Department of Kinesiology, University of Texas at Arlington, Arlington, Texas.
Department of Psychiatry and Behavioral Health, Penn State College of Medicine, and Penn State Health Milton S. Hershey Medical Center, Hershey, Pennsylvania.
Am J Physiol Heart Circ Physiol. 2022 Apr 1;322(4):H568-H574. doi: 10.1152/ajpheart.00019.2022. Epub 2022 Feb 18.
The prevalence of major depressive disorder (MDD) is highest in young adulthood, an effect that has been magnified by the COVID-19 pandemic. Importantly, individuals with MDD are at a greater risk of developing cardiovascular disease (CVD). Accumulating evidence supports immune system dysregulation as a major contributor to the elevated CVD risk in older adults with MDD; however, whether this is present in young adults with MDD without comorbid disease remains unclear. Interestingly, recent data suggest augmented T-cell mitochondrial reactive oxygen species (T-cell mitoROS) as a potent driver of immune dysregulation in animal models of psychiatric disease. With this background in mind, we tested the hypothesis that young adults with MDD would have augmented T-cell mitoROS and circulating proinflammatory cytokines compared with healthy young adults without MDD (HA). Whole blood was drawn from 14 young adults with MDD (age: 23 ± 2 yr) and 11 HA (age: 22 ± 1 yr). T-cell mitoROS (MitoSOX red; total: CD3, T-helper: CD4, T cytotoxic: CD8) and serum cytokines were assessed by flow cytometry. Total T-cell mitoROS was significantly greater in adults with MDD compared with HA [median: 14,089 arbitrary units (AU); median: 1,362 AU, = 0.01]. Likewise, both T-helper and T-cytotoxic cell mitoROS were significantly greater in adults with MDD compared with HA (both: < 0.05). There were no differences in circulating cytokines between groups (all cytokines: > 0.05).
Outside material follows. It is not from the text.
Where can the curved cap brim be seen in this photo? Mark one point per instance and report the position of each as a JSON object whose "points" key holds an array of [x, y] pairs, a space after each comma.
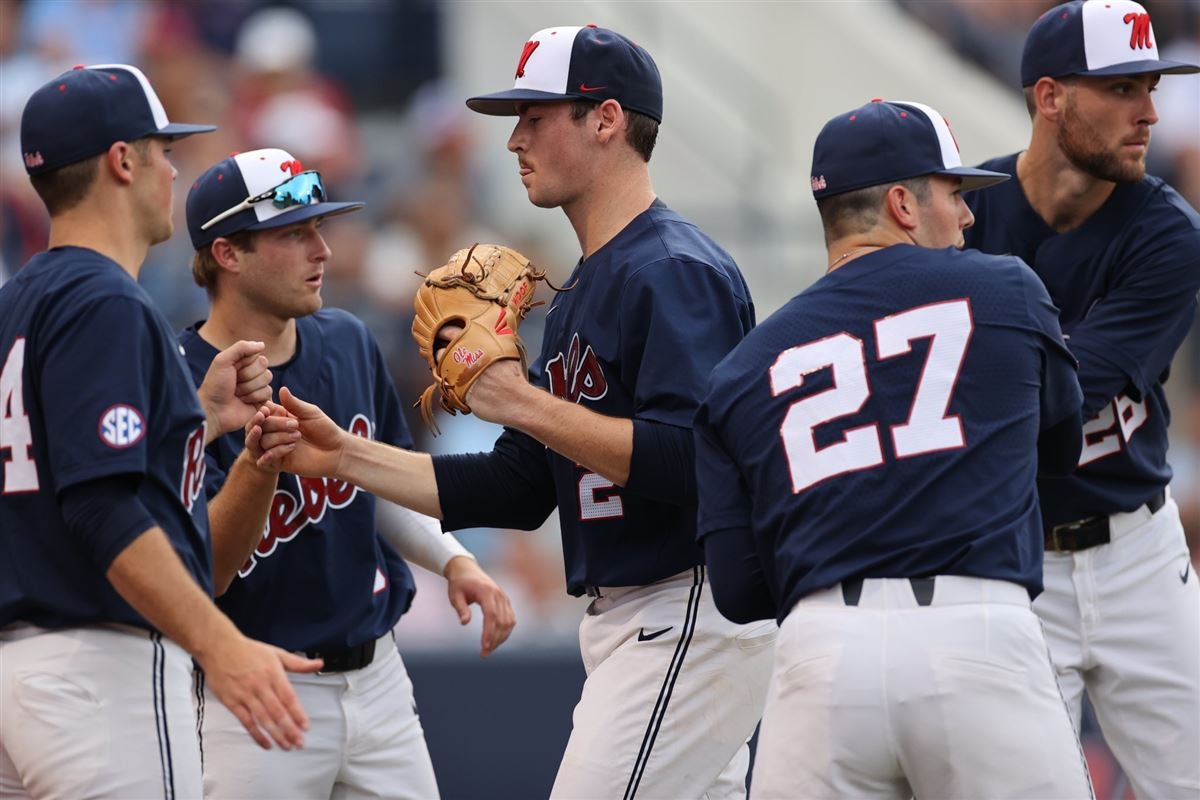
{"points": [[1143, 67], [975, 179], [504, 103], [184, 128], [305, 212]]}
Collectively, these findings suggest that elevated T-cell mitoROS may represent an early marker of immune system dysregulation in young, otherwise healthy, adults with MDD. To our knowledge, we provide the first evidence of augmented T-cell mitochondrial reactive oxygen species (T-cell mitoROS) in young, otherwise healthy adults with MDD. Although the elevated T-cell mitoROS did not correspond to a proinflammatory profile, these findings suggest that elevated T-cell mitoROS may be an early marker of immune system dysregulation in young adults with MDD.
重度抑郁症(MDD)的患病率在青年期最高,这一效应因 COVID-19 大流行而加剧。重要的是,患有 MDD 的个体患心血管疾病(CVD)的风险更高。越来越多的证据支持免疫系统失调是导致老年 MDD 患者 CVD 风险升高的主要因素;然而,在没有合并症的年轻 MDD 患者中是否存在这种情况尚不清楚。有趣的是,最近的数据表明,T 细胞线粒体活性氧物质(T 细胞线粒体 ROS,T-cell mitoROS)增加是精神病动物模型中免疫失调的一个有力驱动因素。基于这一背景,我们假设与无 MDD 的健康年轻成年人(HA)相比,患有 MDD 的年轻成年人的 T 细胞线粒体 ROS 和循环促炎细胞因子会增加。从 14 名患有 MDD 的年轻成年人(年龄:23 ± 2 岁)和 11 名 HA(年龄:22 ± 1 岁)中抽取全血。通过流式细胞术评估 T 细胞线粒体 ROS(MitoSOX red;总:CD3、T 辅助:CD4、T 细胞毒性:CD8)和血清细胞因子。患有 MDD 的成年人的总 T 细胞线粒体 ROS 明显高于 HA [中位数:14089 个任意单位(AU);中位数:1362 AU, = 0.01]。同样,与 HA 相比,T 辅助和 T 细胞毒性细胞的线粒体 ROS 均显著增加(均: < 0.05)。两组间循环细胞因子无差异(所有细胞因子: > 0.05)。总之,这些发现表明,升高的 T 细胞线粒体 ROS 可能代表年轻、健康的 MDD 成年人免疫系统失调的早期标志物。据我们所知,我们首次提供了年轻、健康的 MDD 成年人中 T 细胞线粒体活性氧物质(T-cell mitoROS)增加的证据。尽管升高的 T 细胞线粒体 ROS 与促炎特征不符,但这些发现表明,升高的 T 细胞线粒体 ROS 可能是年轻 MDD 成年人免疫系统失调的早期标志物。